So much can happen in the blink of an eye...
The Diving Bell and the Butterfly, in fact, was written in the blink of an eye---not the fast way that so often describes, but in a slow process, 2 hours a day. The author, Jean-Domininque Bauby, had been laid low by a brain-stem stroke that left him in a coma for 20 days and his wide-awake mind, brimming with life, in a body that couldn't move. The French alphabet "ESA..." was read off to him until he blinked to let the reader know which letter he was looking for, making words, sentences. In his mind, the letters danced for him at night.
He describes talking with the Empress Eugenie, days at the beach, snapshots of life, his speech therapies, he is bitingly sarcastic at times.
The book is thin, its yellow and orange cover has to pop out from among larger, more sedate black and hunter green tomes... only 129 pages, translated from the original French. He died 2 days after the French publication in 1996.
Bauby is an enigma people either love--- for himself, for his wit, for that French charm and humor, or detest, mainly because he was a flawed human. I like him for being human.
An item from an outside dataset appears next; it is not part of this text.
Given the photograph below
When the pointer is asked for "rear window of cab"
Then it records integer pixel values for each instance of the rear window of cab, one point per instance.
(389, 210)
While he can't eat anymore, except by tube, he does enjoy being wheeled to the beach to smell french fries. And that is something beautiful to me. He describes everything in stark snapshots, livened up here and there with his butterflies. He gets sad, he gets dark... and yet, he dreams, he smells food, and he prays.
Somewhere along the way, he learns how gossip floats about him. While he gets sad, angry, he doesn't get defeated. Even being called a vegetable doesn't irritate him for too long: "I'll show you I'm smarter than a turnip!"
It's stark, a petite little volume of huge impacts.
Love him or hate him, Bauby will make you think.